Yep, aktivitas yang sering dianggap sepele itu terdeteksi di 55,6% kota yang diteliti. Artinya, lebih dari separuh kota di Indonesia masih punya “tradisi” asap plastik di pagi hari. Dari perumahan padat, kawasan industri, sampai gang-gang sempit tempat tungku bakar jadi solusi instan buat timbunan sampah. Padahal, setiap kali plastik dibakar, partikel halus dari polyolefin, polyethylene (PE), polypropylene (PP), polybutene (PB), PTFE, dan polyester terlepas ke udara—dan akhirnya ikut kita hirup bareng oksigen.

Tapi pembakaran bukan satu-satunya biang kerok. Aktivitas rumah tangga dan kemasan sekali pakai juga ikut menyumbang 33,3%, terutama di kota-kota dengan tingkat konsumsi tinggi kayak Jakarta, Denpasar, dan Sidoarjo. Setiap bungkus mi instan, kantong belanja, dan cup kopi yang kita pakai sekali lalu buang, semuanya punya potensi jadi partikel kecil yang beterbangan di udara.

Lalu, aktivitas industri dan konstruksi nyumbang 27,8%. Di kota-kota besar seperti Bandung, Surabaya, Palembang, dan Pontianak, sumbernya datang dari resin sintetis, cat berbasis polimer, sampai bahan bangunan yang ternyata juga bisa “berdebu” plastik.

Di sisi lain, laundry dan tekstil domestik (22,2%) ikut menambah beban. Serat sintetis dari pakaian yang kita cuci dan jemur tiap hari lepas ke udara dalam bentuk mikroplastik. Sementara aktivitas transportasi (16,7%) seperti gesekan ban, aspal, dan rel KRL ternyata juga jadi penyumbang tetap. Semakin padat lalu lintas, makin tebal “kabut plastik” yang kita hirup.

Bahkan sektor yang kelihatannya nggak bersalah seperti pariwisata (11,1%), perikanan (5,6%), dan pertanian (5,6%) pun ikut andil. Dari laundry hotel di Denpasar sampai pembakaran mulsa plastik di ladang Sumbawa—semuanya punya jejak partikel yang terbang dan tak terlihat.

#Stop Bakar Sampah Plastik, Sebelum Kita yang Terbakar

“Sekarang banyak sekali kegiatan pembakaran sampah secara terbuka dengan tungku bakar.

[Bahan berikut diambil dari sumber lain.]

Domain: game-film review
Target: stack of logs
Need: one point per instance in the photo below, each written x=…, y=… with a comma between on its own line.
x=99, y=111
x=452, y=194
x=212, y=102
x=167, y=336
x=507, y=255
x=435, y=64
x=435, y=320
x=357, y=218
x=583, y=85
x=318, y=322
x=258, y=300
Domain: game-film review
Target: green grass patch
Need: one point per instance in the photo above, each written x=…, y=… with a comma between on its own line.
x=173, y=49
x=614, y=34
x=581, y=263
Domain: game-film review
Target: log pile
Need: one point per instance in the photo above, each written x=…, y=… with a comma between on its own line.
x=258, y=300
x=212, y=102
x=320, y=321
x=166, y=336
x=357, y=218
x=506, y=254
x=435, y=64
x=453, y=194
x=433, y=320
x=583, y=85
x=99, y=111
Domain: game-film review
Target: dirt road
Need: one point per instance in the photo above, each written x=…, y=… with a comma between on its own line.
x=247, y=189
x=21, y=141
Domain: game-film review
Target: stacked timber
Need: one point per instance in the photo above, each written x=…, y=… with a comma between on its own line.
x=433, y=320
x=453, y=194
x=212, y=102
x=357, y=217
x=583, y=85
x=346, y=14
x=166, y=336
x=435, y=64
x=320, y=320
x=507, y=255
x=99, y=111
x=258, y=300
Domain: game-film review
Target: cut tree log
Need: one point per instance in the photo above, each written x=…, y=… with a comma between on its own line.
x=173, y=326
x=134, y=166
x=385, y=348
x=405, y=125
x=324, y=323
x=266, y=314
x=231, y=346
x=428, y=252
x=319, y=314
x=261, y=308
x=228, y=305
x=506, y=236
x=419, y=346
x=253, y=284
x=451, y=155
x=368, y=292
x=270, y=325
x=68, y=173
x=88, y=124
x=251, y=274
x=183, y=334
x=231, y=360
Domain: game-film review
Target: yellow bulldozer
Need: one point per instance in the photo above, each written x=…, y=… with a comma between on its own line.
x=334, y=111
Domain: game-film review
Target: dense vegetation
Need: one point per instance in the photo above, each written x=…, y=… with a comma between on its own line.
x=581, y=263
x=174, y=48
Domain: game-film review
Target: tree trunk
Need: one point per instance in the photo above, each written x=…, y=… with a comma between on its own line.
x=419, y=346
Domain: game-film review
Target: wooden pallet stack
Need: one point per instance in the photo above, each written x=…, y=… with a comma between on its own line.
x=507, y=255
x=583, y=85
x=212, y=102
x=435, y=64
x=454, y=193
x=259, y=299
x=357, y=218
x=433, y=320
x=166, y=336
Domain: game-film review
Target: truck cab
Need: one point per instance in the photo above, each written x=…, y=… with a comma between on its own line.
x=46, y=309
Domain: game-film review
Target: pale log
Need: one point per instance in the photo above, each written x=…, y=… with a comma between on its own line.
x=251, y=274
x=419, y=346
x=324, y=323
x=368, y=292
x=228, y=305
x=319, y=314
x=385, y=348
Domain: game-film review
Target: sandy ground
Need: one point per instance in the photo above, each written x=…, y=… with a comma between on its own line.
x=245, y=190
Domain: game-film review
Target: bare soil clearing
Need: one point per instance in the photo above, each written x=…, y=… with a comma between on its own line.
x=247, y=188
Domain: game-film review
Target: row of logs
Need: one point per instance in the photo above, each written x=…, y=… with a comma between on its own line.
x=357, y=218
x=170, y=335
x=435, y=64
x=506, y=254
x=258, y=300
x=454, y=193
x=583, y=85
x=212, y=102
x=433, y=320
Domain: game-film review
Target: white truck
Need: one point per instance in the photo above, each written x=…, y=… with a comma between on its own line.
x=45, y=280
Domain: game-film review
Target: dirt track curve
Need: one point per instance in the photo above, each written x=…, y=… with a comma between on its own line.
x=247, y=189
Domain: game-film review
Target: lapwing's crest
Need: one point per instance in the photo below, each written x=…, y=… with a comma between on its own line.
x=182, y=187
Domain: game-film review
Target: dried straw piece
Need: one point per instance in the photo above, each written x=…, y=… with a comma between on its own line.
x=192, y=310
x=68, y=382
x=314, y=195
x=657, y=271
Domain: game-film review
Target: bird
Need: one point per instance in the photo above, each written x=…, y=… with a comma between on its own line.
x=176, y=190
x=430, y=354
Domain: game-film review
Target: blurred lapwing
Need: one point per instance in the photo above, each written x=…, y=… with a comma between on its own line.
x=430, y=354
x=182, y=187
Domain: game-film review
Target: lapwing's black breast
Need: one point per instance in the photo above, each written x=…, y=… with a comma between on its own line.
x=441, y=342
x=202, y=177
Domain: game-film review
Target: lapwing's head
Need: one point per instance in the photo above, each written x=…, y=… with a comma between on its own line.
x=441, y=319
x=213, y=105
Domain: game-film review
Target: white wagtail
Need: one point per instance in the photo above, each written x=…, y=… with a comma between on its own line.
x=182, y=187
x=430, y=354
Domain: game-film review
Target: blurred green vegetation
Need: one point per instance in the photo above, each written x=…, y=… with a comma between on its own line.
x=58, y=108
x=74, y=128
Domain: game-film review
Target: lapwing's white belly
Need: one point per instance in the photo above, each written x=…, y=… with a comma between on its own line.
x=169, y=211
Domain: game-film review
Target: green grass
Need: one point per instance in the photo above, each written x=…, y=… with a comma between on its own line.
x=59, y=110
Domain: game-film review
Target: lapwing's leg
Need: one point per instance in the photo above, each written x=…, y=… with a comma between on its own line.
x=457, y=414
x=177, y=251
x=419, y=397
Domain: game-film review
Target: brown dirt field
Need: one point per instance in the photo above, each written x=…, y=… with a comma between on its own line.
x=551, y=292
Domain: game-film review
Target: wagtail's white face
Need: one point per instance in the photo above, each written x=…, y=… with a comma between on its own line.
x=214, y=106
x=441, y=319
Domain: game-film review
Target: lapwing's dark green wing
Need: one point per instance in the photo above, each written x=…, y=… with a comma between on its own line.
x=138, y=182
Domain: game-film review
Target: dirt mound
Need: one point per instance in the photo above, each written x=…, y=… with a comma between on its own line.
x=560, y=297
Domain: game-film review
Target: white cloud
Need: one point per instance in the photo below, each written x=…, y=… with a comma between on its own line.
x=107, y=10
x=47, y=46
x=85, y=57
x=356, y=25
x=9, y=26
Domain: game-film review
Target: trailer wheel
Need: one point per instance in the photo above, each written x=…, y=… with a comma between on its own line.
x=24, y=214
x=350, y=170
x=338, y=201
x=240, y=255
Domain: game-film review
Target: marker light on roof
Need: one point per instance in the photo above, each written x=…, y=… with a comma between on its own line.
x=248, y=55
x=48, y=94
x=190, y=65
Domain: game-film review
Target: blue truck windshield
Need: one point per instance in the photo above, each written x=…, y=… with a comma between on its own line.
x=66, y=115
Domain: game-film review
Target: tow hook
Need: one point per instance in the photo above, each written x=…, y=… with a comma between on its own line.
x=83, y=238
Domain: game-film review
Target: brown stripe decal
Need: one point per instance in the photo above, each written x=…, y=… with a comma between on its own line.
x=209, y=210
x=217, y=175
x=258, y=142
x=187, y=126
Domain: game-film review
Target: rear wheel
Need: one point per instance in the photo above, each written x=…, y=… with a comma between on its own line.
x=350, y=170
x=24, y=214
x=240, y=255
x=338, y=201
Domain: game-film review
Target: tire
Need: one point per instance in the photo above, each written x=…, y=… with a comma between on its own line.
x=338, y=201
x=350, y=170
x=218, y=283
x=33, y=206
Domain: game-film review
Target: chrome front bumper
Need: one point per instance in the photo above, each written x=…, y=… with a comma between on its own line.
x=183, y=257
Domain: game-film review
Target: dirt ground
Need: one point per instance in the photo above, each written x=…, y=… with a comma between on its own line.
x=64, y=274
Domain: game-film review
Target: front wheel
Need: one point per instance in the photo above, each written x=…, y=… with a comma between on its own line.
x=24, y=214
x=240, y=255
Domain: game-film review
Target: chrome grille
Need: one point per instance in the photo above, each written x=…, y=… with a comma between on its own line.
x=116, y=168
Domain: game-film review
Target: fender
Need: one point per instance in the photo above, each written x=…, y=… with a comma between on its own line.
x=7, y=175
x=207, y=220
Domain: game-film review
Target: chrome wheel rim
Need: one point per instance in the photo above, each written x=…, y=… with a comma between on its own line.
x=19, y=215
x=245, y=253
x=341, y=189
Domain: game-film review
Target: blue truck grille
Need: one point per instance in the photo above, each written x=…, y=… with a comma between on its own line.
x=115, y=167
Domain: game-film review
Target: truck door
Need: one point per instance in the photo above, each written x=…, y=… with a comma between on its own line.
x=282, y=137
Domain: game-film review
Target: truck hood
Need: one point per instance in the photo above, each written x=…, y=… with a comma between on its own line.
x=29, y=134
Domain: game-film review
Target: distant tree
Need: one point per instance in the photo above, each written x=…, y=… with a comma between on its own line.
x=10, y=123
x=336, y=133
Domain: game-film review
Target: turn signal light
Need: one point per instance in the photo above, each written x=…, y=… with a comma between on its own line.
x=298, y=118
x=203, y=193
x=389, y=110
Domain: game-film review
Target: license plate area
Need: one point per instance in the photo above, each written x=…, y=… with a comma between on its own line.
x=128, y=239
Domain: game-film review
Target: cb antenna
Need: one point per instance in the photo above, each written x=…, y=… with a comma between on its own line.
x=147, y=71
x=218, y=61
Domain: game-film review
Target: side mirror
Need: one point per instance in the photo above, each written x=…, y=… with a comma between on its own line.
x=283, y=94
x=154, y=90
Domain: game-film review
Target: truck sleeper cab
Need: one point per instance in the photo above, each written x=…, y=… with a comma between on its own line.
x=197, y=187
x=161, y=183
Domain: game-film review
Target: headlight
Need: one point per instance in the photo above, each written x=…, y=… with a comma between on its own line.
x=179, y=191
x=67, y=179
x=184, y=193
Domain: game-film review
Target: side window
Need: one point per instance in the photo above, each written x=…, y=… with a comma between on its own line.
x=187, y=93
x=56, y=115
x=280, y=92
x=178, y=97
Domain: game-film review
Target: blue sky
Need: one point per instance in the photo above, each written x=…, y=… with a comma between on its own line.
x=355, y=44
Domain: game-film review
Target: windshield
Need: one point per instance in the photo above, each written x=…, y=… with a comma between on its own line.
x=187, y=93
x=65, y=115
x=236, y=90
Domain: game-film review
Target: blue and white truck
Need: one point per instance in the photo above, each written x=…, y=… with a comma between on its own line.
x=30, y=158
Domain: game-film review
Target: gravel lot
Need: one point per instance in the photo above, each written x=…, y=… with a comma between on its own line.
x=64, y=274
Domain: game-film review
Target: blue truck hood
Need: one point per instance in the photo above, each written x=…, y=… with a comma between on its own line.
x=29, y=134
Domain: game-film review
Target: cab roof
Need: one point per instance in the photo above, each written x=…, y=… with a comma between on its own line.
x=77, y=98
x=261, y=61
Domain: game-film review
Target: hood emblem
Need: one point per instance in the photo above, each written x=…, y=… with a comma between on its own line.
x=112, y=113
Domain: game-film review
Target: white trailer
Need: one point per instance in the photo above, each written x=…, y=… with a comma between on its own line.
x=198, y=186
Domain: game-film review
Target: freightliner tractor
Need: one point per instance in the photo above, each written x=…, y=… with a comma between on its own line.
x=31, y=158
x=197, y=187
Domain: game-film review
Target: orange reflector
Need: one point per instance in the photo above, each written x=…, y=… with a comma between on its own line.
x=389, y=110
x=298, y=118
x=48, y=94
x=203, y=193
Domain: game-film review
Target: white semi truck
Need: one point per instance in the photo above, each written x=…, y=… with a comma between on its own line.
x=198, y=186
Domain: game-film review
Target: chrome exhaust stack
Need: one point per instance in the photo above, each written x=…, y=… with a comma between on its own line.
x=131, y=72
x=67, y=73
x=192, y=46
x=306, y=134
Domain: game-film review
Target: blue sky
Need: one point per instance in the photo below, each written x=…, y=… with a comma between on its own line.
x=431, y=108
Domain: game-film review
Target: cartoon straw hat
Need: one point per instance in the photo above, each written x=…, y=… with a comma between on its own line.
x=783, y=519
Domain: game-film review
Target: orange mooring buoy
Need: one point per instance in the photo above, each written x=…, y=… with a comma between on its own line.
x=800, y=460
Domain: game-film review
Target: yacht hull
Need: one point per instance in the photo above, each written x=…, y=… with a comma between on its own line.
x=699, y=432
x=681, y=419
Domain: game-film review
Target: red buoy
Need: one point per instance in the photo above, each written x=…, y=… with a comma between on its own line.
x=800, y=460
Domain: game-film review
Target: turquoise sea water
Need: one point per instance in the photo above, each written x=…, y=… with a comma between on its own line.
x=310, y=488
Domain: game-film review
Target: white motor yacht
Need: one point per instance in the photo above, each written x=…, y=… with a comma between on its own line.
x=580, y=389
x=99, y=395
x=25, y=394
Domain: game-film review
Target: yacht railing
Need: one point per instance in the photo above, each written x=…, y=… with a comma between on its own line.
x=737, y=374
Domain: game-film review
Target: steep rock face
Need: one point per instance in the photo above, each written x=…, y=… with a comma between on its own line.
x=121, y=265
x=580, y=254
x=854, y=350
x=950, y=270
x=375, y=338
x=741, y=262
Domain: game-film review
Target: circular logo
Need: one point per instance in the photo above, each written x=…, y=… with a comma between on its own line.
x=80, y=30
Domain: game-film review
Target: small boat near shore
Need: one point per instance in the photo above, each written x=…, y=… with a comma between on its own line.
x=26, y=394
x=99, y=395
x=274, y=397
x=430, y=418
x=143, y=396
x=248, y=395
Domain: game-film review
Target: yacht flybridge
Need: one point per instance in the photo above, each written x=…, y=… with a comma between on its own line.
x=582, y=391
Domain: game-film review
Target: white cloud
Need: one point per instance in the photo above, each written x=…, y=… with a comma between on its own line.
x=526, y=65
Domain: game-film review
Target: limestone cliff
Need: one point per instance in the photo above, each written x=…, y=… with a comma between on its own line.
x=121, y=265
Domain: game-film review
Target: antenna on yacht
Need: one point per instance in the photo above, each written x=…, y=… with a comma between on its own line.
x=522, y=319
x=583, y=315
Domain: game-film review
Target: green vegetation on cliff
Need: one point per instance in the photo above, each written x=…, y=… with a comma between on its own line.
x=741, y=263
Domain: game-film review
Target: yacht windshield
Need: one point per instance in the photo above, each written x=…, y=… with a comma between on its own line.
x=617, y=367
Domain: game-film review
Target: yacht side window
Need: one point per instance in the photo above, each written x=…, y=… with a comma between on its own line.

Padahal, UU 18 Tahun 2008 sudah jelas melarang,” ujar Daru Setyorini, Direktur Ecoton.
“Pembakaran ini jadi sumber utama pencemaran mikroplastik di udara. Kalau kita mau udara bersih, hentikan dulu apinya, baru bicara soal solusi.”

Masalahnya, tumpukan sampah yang makin membludak bikin orang memilih cara paling cepat: bakar. Tapi solusi instan ini justru bikin paru-paru kita jadi korban jangka panjang. Karena setiap asap yang keluar bukan cuma abu, tapi mikroplastik yang bisa masuk ke sistem pernapasan dan bahkan aliran darah manusia.

Daru menambahkan, “Kalau terus dibiarkan, kita akan sampai di titik di mana udara yang kita hirup bukan lagi oksigen bersih, tapi campuran partikel plastik halus dari sampah yang kita bakar sendiri. Pemerintah harus tegas menegakkan hukum dan mendorong pengurangan sampah dari sumbernya. Bukan cuma imbauan, tapi tindakan nyata.”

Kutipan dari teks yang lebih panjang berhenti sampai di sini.